Kondisi ini diperparah dengan minimnya kesadaran keimanan pelajar kita saat ini. Di sekolah kita lebih diajarkan menjadi orang yang tahu ilmu agama, daripada menjadi orang yang beragama dengan sebenarnya. Di sekolah umum, kita hanya mendapatkan pelajaran agama sekali setiap pekan, itupun tak banyak yang mengena esensinya. Di kuliah tambah parah, untuk universitas umum seperti di kampus saya, pelajaran agama hanya satu semester selama total masa studi. Andai tak ada program-program keislaman macam mentoring, rohis, dan semacamya, tentu makin rusak saja akhlak pelajar kita nanti.
“Kalau seseorang itu benar-benar keimanannya, tak mungkin ia mencontek meski tak ada pengawas ujian, karena ia selalu yakin bahwa Allah senantiasa mengawasi “
Jangan terlalu berharap pada pelajaran macam PPKn, budi pekerti, dan semacamnya. Bagi saya, tetap kesadaran akan “Yang Maha Mengawasi”, tetap yang paling dibutuhkan. Orang yang memiliki integritas sekuat apapun, tetap saja rawan kompromi. Bagi saya, Integritas sebenarnya dihasilkan dari keimanan yang sebenarnya pula. Integritas yang tak didasari keimanan, adalah integritas yang rapuh, yang rawan kompromi di kemudian hari. Saya jadi ingat beberapa hari yang lalu ketika saya dan rekan-rekan rohis lainnya ujian Tatsqif, tak ada satupun yang contek mencontek meski pengawas sering keluar.

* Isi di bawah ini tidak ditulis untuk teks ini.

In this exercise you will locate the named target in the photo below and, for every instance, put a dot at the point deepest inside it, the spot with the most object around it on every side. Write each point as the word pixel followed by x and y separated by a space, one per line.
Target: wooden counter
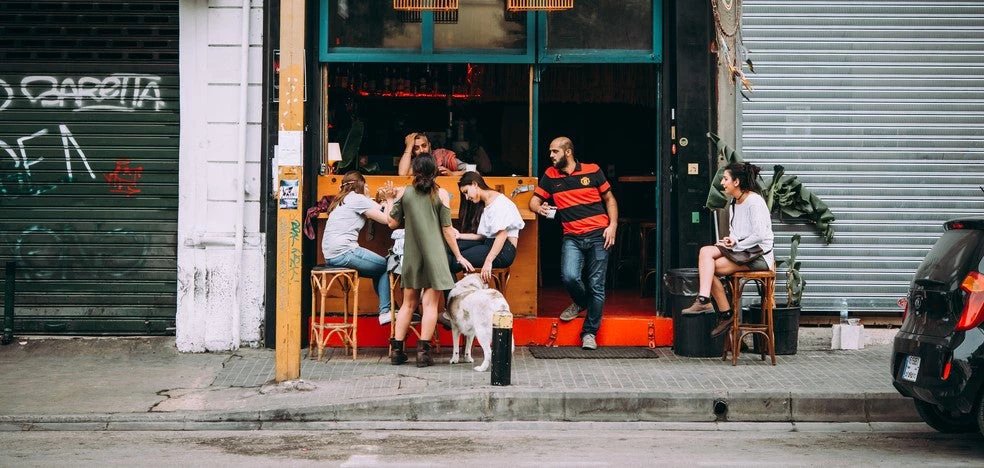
pixel 521 292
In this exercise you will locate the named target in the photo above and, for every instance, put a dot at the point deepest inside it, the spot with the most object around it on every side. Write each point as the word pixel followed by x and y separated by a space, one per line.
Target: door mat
pixel 603 352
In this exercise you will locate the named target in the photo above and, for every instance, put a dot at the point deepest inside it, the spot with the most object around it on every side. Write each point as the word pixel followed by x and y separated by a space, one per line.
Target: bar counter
pixel 521 292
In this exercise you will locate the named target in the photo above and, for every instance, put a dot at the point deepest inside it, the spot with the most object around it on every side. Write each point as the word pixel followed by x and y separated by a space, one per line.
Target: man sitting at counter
pixel 418 143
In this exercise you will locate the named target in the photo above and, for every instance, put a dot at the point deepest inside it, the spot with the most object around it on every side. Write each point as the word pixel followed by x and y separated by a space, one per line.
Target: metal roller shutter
pixel 88 164
pixel 878 107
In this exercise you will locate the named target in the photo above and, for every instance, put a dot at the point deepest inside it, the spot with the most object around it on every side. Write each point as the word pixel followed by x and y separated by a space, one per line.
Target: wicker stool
pixel 394 307
pixel 767 281
pixel 322 280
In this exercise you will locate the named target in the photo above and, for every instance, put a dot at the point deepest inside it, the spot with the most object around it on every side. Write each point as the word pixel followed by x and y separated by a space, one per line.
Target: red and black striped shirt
pixel 577 195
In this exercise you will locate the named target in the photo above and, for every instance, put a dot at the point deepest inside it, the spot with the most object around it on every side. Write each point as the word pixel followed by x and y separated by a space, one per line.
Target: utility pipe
pixel 237 302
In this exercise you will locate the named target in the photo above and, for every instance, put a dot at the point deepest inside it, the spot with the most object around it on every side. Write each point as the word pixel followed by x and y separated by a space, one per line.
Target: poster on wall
pixel 288 194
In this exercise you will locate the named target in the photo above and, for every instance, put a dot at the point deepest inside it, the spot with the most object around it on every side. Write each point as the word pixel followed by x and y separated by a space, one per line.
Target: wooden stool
pixel 767 283
pixel 322 280
pixel 394 280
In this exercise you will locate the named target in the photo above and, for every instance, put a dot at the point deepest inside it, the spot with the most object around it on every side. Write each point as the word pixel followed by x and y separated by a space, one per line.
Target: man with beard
pixel 417 144
pixel 588 215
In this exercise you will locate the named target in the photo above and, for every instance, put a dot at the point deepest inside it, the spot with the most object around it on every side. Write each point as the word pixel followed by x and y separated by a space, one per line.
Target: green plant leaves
pixel 783 193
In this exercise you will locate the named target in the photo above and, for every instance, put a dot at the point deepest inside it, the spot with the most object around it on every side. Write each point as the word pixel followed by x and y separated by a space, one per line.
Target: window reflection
pixel 371 24
pixel 482 24
pixel 602 24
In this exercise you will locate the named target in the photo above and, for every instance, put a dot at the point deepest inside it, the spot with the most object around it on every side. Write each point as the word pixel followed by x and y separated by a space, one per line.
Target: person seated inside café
pixel 417 144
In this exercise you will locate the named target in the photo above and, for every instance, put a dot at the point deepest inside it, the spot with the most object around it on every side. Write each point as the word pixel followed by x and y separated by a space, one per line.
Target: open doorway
pixel 610 113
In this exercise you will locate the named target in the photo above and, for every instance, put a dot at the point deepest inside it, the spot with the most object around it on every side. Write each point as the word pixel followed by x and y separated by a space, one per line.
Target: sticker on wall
pixel 288 194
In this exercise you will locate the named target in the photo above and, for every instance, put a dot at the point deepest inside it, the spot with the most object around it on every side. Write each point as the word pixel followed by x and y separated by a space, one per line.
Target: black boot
pixel 397 356
pixel 423 353
pixel 724 324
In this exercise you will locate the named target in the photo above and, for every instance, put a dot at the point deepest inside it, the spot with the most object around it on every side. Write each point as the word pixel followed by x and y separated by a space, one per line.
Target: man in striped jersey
pixel 588 215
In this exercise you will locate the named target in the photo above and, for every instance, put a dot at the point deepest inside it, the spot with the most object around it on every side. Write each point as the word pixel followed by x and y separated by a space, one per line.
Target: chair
pixel 394 307
pixel 323 278
pixel 767 284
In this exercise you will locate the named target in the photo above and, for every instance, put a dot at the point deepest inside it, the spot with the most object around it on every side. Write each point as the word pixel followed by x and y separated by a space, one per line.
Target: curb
pixel 507 406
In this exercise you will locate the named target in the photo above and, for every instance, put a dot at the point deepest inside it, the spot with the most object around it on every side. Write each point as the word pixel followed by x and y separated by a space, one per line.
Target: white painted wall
pixel 210 179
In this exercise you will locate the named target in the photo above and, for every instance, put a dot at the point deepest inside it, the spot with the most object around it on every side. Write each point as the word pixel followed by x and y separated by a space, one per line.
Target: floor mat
pixel 603 352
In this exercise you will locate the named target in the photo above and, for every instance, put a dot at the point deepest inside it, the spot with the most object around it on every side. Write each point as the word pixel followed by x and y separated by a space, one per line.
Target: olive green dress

Agaknya tak hanya saya yang bermasalah dengan urusan contek mencontek. Beberapa hari yang lalu istri saya ‘mengadu’ kepada saya. Pasalnya dalam sebuah UAS yang ia ikuti, di sebuah mata kuliah yang terbilang sulit, petugas penjaganya justru keluar ruangan, dan menutup pintu. Alhasil bisa ditebak, seluruh teman-temannya mencontek semua. Hanya istri saya saja yang tetap komitmen tidak mencontek, dan istri saya tidak bisa mengerjakan soal tersebut. Beliau mengadu sambil sangat khawatir, bagaimana kalau-kalau nilainya jelek, mengingat tentulah semua temannya akan mendapat nilai ujian yang bagus. Beberapa hari kemudian beliau lagi-lagi ‘mengadu’, mengingat beliau harus menambah semester untuk mengulang mata kuliah yang kurang bagus. Dan beliau khawatir bahwa ia tak punya teman di semester-semester akhirnya. Dan kini beliau pun seolah ‘protes’ mengingat selama ini teman-temannya banyak yang mencontek, sehingga dapat nilai bagus, sehingga pula tak perlu mengulang mata-mata kuliah sulit di semester depannya.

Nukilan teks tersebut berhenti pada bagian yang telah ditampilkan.